Security guards, most likely: they were armed, in a * big group, and looking closely at people.
"Favorite color."
"Blue." Or were these critters security guards? There had been other creatures walking around in the terminal wearing uniforms-as much or as little clothing of a particular shade of silvery green as each alien in question felt like wearing. And their weapons had been slim little blue-metal rods strapped to them.
These creatures, though-they wore no uniforms, and their weapons were large and dark and looked nasty.
"Last book read," said the computer.
"Look," Dairine said, "what do you need to know this dumb stuff for?"
"Program cannot be accurately run without the enacting wizard's personal data. You have no data file saved at this time."

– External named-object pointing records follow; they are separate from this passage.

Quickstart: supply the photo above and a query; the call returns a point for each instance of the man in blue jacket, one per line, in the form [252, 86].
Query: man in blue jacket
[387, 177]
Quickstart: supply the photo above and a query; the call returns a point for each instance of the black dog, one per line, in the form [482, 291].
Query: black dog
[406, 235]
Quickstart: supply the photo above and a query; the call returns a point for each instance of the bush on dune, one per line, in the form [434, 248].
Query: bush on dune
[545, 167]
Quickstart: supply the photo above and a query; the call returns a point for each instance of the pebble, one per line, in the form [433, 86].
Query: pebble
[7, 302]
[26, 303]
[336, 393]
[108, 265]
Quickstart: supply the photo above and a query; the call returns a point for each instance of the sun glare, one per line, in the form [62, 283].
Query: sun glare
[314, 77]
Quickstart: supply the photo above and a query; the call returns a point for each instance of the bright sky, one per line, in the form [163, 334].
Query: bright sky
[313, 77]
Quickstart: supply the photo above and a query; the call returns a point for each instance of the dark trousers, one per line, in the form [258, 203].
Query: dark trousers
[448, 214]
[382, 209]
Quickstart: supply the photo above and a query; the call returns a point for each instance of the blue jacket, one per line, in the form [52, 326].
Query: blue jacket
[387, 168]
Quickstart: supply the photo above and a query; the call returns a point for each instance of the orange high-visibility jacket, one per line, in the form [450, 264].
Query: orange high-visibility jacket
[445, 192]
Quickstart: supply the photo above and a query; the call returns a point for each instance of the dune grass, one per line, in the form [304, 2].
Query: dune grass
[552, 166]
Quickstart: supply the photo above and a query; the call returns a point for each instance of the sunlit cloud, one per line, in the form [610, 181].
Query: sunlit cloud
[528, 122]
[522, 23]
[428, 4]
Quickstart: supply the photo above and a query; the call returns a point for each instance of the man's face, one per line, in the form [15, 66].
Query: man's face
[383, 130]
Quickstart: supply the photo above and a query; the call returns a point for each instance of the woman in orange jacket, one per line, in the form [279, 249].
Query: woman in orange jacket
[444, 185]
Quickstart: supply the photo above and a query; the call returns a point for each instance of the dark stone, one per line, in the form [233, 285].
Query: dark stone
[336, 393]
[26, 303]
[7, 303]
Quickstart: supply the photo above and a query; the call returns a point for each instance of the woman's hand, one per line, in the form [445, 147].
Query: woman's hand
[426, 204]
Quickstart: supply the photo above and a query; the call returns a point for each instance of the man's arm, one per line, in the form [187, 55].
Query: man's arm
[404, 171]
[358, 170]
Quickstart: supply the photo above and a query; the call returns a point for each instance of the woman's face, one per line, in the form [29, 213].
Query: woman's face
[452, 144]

She made another face. Better not interfere, she thought, or you might wind up doing the breaststroke in lava after all. "Oh, go on," she said.
"Last book read-"
"The Decline and Fall of the Roman Empire," said Dairine, looking with increasing unease at the armed bunch of aliens. They were not nice-looking People. Well, lots of the people in here didn't look nice-that purple Jell-O thing for one-but none of them felt bad: just weird. But these creatures with the guns-they had an unfriendly look to them. Most of them were mud-colored warty-looking creatures like a cross between lizards and toads but upright, and not nearly as pretty as a lizard or as helplessly homely as any toad.
They went about with a lumpish hunchbacked swagger, and their eyes were dark slitted bulges or fat crimson bloodshot goggle-eyes. They looked stupid, and worse, they looked cruel….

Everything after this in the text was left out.